Seguramente, al Grupo Clarín, siempre dispuesto a “construir como acontecimiento” una manifestación marcadamente segmentada, tanto política como socialmente, minoritaria y encapsulada en un cuestionamiento general a la legitimidad del gobierno encabezado por Cristina Fernández. Seguramente le importa, también, a los políticos opositores, tan necesitados de algún éxito, de algún sucedáneo de aval popular, tal como le sucede a Patricia Bullrich, Eduardo Amadeo, Federico Pinedo y los demás que volvieron “cariacontecidos” de su excursión a Venezuela. ¡Y a Lanata, claro! Que allí podrá darse un baño de multitud perfumada. Pero, ¿a nosotros, qué? ¿Y para qué tanta “prensa propia” dedicada a convertir a la convocatoria cacerola en una amenaza, difundiendo sus consignas, sus estrategias en materia de vestimenta, sus puntos de encuentro, y demás? ¿Para qué? La respuesta ya la dio Cristina, la indomable, que no se asusta por boludeces: “No se enojen con nosotros porque no decimos lo que ustedes quieren escuchar. Busquen dirigentes que sepan expresar sus reclamos”.
La verdadera pelea política no pasa por ahí. Según puede verse, la estrategia del Grupo Clarín, más allá de los cacerolas, apunta a la potencia de sus aliados en el Poder Judicial, porque ahí sí tienen iniciativa, capacidad de veto y poder. Es allí donde van a librar la batalla final en torno al “7D”. El kirchnerismo no logra hasta el día de hoy destrabar el concurso 258 que permitiría designar jueces de la Constitución para ocupar los juzgados vacantes, particularmente el que puede decidir sobre el reclamo de Clarín acerca de la presunta “inconstitucionalidad” de la Ley de Medios. Y este es el punto: Clarín no logra “pudrir” la calle, no puede precipitar un cambio de Gobierno.
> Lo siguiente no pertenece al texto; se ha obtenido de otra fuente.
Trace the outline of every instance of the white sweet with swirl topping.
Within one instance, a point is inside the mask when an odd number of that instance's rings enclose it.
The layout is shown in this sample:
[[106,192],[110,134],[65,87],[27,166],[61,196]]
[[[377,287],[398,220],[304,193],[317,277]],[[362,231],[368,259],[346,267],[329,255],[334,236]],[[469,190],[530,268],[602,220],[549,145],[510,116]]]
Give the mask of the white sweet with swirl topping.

No. Pero sí puede lograr otra “cautelar”, dictada por un juez “subrogante”, que postergue -con la anuencia de la Corte Suprema, que debiera “hacer la plancha”*- la “desinversión” tan temida. Y ese sería su mejor golpe. No la marcha cacerola.
*Tal vez, la convocatoria formulada por el titular de la Corte Suprema, Ricardo Lorenzetti, quien citó, para hoy mismo, a los tres jueces que forman parte del Consejo de la Magistratura (Alejandro Sánchez Freytes, Mario Fera y al obvio operador clarinista Ricardo Recondo), a quienes recibirá junto a la número dos del máximo tribunal, la jueza Elena Highton de Nolasco, destraben esta ofensa a la ley.